You can also use the SESSION_STORAGE environment variable to switch the connection to any backend you like.

Distributed Caching

By default, our image configures a jdbc CacheBox cache region that will be used to distribute settings, sessions, flash data, content, RSS feeds, sitemaps, etc. This means that out-of-the-box, your ContentBox containers can use the database to distribute its content within a swarm or set of services. However, if you would like to use your own CacheBox providers or a more sophisticated distributed cache like Redis or Couchbase, you can.

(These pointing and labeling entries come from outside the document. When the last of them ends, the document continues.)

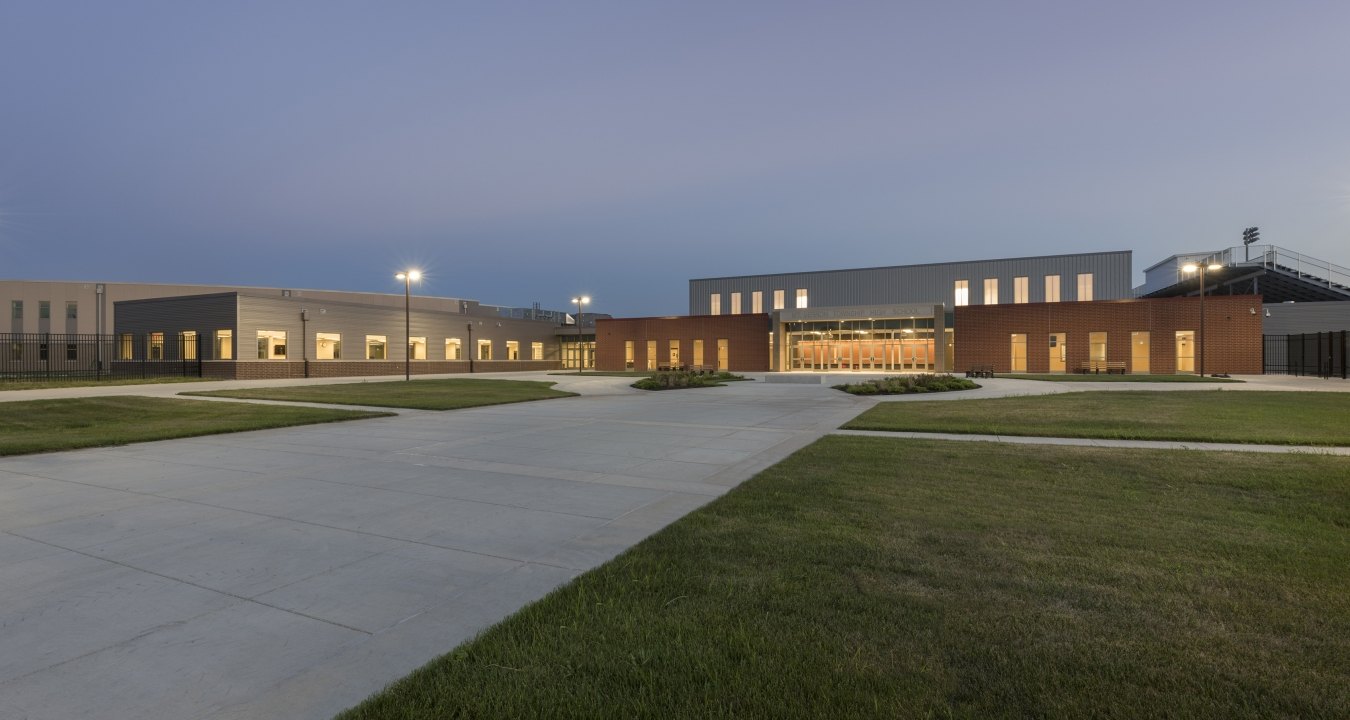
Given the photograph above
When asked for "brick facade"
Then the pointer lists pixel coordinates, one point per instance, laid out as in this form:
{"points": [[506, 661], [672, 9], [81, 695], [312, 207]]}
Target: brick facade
{"points": [[1231, 332], [747, 341]]}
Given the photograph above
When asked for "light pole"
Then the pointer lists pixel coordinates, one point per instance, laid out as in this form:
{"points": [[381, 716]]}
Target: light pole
{"points": [[408, 277], [1202, 269], [581, 300]]}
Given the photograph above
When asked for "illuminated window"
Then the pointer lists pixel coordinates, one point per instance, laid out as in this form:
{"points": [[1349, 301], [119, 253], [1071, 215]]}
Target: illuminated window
{"points": [[377, 347], [272, 345], [1084, 287], [224, 345], [328, 345], [1052, 288]]}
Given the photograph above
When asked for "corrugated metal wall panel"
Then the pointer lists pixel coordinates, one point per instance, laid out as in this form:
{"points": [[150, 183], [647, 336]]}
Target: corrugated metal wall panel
{"points": [[924, 283]]}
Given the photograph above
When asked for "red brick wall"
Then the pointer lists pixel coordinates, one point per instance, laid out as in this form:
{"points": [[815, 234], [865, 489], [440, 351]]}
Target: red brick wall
{"points": [[1231, 332], [747, 335], [292, 369]]}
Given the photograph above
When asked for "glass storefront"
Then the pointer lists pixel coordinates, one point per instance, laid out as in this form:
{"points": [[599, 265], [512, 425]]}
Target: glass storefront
{"points": [[880, 345]]}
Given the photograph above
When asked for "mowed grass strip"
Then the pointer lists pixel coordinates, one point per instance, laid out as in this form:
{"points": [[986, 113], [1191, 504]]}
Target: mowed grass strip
{"points": [[428, 395], [1273, 418], [1095, 377], [874, 577], [43, 426]]}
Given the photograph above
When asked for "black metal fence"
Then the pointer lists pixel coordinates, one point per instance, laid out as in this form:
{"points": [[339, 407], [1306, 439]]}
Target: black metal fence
{"points": [[50, 355], [1322, 354]]}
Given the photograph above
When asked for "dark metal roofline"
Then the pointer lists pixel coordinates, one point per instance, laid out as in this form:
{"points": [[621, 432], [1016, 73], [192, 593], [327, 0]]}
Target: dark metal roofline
{"points": [[920, 265], [1164, 261]]}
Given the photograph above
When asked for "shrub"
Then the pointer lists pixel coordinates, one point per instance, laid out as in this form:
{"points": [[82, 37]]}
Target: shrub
{"points": [[925, 382]]}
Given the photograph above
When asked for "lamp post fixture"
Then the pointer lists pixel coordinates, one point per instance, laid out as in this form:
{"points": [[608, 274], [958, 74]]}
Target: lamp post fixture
{"points": [[408, 277], [581, 362], [1202, 269]]}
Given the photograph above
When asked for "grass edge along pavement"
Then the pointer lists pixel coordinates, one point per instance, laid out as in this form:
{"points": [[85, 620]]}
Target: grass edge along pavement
{"points": [[1221, 416], [46, 426], [876, 577], [429, 395], [1096, 377]]}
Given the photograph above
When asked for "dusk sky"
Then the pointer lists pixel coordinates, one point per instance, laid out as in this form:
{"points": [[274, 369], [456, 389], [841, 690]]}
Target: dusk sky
{"points": [[527, 151]]}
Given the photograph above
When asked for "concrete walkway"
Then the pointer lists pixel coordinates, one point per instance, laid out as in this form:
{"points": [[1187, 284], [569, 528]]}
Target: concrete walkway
{"points": [[290, 573]]}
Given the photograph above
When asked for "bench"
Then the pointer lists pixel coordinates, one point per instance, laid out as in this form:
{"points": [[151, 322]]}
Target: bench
{"points": [[1111, 368], [980, 370]]}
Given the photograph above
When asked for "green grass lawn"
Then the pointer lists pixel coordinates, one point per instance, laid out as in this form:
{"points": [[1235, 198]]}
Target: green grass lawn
{"points": [[429, 395], [1077, 377], [1277, 418], [49, 384], [43, 426], [875, 577]]}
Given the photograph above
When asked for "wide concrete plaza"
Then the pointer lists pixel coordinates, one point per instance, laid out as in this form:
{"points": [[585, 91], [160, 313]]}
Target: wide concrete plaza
{"points": [[290, 573]]}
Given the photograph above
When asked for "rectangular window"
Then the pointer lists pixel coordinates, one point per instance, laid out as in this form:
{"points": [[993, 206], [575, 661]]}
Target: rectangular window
{"points": [[1052, 288], [1096, 347], [1018, 353], [224, 345], [1084, 287], [1185, 350], [1140, 353], [377, 347], [272, 345], [328, 345]]}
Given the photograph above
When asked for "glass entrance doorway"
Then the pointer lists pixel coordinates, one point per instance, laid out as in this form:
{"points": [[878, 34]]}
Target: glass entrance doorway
{"points": [[878, 345]]}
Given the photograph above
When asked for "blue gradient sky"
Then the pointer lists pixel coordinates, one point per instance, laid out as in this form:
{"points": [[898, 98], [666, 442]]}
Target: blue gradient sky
{"points": [[524, 151]]}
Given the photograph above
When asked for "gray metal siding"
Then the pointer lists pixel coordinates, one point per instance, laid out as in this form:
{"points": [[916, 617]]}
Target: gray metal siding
{"points": [[924, 283], [355, 322]]}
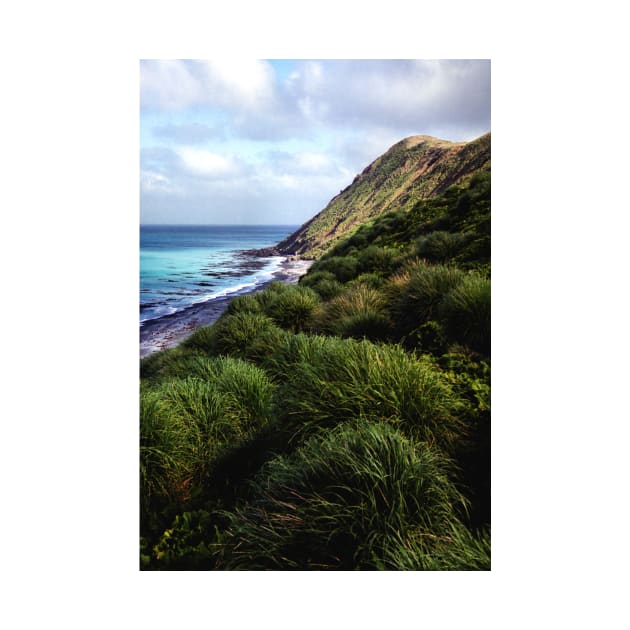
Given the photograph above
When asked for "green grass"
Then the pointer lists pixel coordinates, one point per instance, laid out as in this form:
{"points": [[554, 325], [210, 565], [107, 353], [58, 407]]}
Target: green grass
{"points": [[264, 445], [465, 311], [415, 293], [294, 308], [187, 424], [357, 312], [326, 380], [360, 497]]}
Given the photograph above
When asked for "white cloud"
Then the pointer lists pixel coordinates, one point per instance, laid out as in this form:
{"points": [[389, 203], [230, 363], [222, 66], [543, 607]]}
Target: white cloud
{"points": [[201, 162], [180, 84]]}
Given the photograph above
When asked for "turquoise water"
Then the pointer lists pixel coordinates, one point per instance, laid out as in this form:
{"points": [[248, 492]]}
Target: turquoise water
{"points": [[181, 265]]}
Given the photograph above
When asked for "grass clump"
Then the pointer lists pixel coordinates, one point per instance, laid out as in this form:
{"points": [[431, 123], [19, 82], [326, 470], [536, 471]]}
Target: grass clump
{"points": [[245, 335], [248, 303], [326, 380], [187, 424], [344, 268], [294, 308], [439, 246], [415, 293], [358, 312], [465, 312], [375, 259], [356, 498]]}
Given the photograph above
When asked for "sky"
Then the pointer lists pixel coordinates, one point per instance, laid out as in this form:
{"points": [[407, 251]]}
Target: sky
{"points": [[272, 141]]}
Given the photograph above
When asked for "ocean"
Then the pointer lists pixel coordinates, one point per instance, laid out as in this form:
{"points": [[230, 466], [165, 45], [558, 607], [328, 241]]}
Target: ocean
{"points": [[185, 265]]}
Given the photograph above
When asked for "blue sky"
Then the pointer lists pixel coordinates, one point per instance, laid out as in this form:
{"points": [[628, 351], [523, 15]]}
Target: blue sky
{"points": [[273, 141]]}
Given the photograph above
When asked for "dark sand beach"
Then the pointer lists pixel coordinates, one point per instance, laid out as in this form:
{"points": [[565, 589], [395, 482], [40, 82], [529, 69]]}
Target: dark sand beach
{"points": [[170, 330]]}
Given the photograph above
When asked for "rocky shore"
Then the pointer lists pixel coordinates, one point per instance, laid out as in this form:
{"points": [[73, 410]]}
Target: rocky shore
{"points": [[170, 330]]}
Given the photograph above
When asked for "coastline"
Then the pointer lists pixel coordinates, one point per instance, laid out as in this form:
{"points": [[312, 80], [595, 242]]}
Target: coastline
{"points": [[170, 330]]}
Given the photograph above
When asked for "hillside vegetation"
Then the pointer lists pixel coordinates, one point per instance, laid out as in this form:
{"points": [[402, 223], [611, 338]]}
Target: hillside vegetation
{"points": [[341, 423], [414, 169]]}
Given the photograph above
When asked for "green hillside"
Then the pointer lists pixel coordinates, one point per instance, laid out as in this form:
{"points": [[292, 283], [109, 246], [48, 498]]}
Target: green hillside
{"points": [[417, 168], [342, 423]]}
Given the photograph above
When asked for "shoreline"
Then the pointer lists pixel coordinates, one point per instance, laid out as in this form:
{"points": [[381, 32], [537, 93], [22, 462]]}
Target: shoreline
{"points": [[169, 331]]}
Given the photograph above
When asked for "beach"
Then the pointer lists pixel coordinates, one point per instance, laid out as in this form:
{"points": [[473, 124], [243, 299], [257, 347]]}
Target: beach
{"points": [[170, 330]]}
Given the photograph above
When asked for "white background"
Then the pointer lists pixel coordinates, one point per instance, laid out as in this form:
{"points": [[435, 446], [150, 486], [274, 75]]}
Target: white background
{"points": [[69, 140]]}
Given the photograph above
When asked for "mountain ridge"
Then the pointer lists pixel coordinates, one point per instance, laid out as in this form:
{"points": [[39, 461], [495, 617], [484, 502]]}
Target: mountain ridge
{"points": [[413, 169]]}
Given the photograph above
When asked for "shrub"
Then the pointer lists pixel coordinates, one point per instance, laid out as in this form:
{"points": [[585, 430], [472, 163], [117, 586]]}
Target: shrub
{"points": [[294, 308], [326, 380], [355, 498], [465, 312]]}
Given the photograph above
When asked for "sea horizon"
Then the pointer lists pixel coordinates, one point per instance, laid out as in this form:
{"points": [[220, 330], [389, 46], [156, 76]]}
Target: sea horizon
{"points": [[184, 264]]}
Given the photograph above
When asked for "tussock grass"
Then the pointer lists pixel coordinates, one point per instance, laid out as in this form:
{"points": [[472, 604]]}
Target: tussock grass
{"points": [[326, 380], [244, 335], [465, 311], [440, 246], [248, 303], [375, 259], [372, 280], [362, 496], [344, 268], [415, 293], [170, 362], [294, 308], [165, 452], [313, 277], [358, 312], [186, 424]]}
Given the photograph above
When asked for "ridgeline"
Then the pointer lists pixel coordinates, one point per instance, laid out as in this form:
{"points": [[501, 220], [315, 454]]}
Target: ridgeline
{"points": [[416, 168]]}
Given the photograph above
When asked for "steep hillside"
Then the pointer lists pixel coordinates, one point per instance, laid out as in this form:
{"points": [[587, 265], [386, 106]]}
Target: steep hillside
{"points": [[416, 168]]}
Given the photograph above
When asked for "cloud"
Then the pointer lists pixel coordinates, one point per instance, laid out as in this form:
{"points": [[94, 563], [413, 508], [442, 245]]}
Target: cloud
{"points": [[207, 164], [240, 143], [191, 133], [180, 84], [420, 95]]}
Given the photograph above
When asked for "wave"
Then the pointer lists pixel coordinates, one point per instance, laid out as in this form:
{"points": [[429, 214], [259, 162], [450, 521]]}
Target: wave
{"points": [[263, 276]]}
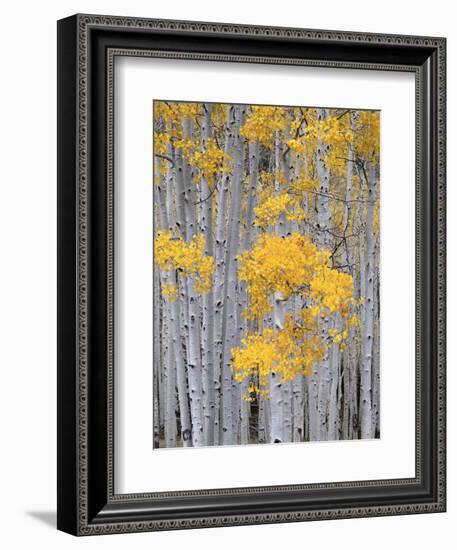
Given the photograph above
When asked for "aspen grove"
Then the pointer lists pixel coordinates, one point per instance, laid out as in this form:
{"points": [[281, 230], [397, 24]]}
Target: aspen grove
{"points": [[266, 274]]}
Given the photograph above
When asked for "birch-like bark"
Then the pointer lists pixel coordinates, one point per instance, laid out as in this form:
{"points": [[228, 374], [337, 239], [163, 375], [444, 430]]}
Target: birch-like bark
{"points": [[229, 325], [248, 239], [367, 332], [206, 228], [349, 354], [276, 390], [323, 224], [156, 359], [219, 276]]}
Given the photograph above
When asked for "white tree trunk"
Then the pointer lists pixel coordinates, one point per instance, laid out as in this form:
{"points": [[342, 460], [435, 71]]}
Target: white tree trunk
{"points": [[206, 228], [367, 333], [219, 276], [323, 224], [229, 325]]}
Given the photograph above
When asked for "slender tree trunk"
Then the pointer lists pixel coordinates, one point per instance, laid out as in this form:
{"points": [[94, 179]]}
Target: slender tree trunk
{"points": [[229, 327], [367, 335], [324, 221], [156, 359], [206, 228], [219, 277]]}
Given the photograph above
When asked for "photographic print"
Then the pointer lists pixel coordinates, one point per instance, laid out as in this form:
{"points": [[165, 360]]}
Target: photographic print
{"points": [[266, 274]]}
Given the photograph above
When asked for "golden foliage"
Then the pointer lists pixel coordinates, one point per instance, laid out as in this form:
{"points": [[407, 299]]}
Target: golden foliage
{"points": [[173, 253]]}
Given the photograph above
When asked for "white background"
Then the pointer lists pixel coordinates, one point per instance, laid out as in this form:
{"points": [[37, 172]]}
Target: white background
{"points": [[137, 468], [28, 280]]}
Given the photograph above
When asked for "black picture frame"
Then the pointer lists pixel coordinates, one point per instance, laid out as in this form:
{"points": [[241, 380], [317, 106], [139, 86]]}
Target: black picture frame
{"points": [[87, 45]]}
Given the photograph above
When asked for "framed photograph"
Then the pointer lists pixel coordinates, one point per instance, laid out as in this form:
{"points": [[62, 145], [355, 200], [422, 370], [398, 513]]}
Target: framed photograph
{"points": [[251, 280]]}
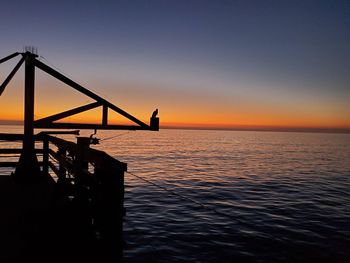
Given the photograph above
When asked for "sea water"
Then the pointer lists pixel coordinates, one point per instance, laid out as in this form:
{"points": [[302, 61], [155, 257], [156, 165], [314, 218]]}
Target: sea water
{"points": [[233, 196]]}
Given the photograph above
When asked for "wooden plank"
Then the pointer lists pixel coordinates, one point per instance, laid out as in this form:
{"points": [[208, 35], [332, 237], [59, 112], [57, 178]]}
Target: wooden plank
{"points": [[87, 92], [61, 115]]}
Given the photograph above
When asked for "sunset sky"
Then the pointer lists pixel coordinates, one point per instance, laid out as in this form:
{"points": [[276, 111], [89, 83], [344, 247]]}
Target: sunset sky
{"points": [[213, 63]]}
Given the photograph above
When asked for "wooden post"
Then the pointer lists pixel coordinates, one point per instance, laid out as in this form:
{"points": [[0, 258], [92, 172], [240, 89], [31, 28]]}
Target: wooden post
{"points": [[61, 167], [28, 169], [45, 155], [109, 204]]}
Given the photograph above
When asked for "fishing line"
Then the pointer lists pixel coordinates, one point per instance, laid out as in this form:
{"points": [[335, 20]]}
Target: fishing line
{"points": [[116, 136], [202, 205]]}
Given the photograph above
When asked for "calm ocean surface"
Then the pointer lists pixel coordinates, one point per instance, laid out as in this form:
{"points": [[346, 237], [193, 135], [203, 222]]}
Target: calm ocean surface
{"points": [[268, 196]]}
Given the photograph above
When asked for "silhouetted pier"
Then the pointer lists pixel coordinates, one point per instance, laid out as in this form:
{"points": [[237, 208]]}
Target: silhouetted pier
{"points": [[68, 205], [72, 213]]}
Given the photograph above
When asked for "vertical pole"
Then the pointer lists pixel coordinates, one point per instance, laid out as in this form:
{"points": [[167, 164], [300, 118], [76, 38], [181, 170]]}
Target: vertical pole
{"points": [[28, 165], [28, 141], [45, 155], [104, 115]]}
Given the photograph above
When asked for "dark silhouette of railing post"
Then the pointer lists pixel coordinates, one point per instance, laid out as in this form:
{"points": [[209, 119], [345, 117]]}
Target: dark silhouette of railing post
{"points": [[83, 198], [45, 155], [109, 204], [61, 152], [28, 165]]}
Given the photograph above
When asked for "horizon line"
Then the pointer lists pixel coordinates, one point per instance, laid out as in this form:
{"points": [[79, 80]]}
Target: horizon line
{"points": [[233, 128]]}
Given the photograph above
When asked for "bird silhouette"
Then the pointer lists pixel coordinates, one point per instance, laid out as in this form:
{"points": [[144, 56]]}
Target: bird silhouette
{"points": [[154, 114]]}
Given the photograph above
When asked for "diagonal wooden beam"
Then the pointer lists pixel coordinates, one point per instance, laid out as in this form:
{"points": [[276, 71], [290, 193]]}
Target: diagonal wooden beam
{"points": [[10, 76], [65, 114], [87, 92], [88, 126], [9, 57]]}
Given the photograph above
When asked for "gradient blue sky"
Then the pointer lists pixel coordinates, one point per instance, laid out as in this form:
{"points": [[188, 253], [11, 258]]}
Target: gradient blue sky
{"points": [[215, 62]]}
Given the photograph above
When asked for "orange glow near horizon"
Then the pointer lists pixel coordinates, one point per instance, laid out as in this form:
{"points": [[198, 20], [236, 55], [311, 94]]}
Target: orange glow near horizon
{"points": [[176, 109]]}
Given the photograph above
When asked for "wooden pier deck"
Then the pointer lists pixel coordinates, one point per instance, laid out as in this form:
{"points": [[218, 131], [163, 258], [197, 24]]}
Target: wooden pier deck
{"points": [[44, 221], [35, 227]]}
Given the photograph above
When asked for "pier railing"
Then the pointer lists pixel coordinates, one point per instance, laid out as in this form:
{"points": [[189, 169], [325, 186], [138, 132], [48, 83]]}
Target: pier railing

We have also prepared a docker compose and distribution example using Redis (more caches to come) and the ContentBox image. This example will allow you to have a stack that can easily distribute your sessions and content via Redis. You can find the repository in this repo under the folder: distributed-example

Healthchecks

The image contains built-in capabilities for healthchecks for the running application. You can customize the URL entry point by using the HEALTHCHECK_URI environment variable. By default, this is set http://127.0.0.1:${Setting: PORT not found}/ at 30s intervals with 15 retries and a timeout of 60s.

In Short

The ContentBox image for Docker re-vamps the entire Modular CMS game by de-coupling your customizations and user assets from the underlying framework. It can makes your source code lighter-weight, as well as providing you with a standardized development environment, which matches your production container strategy.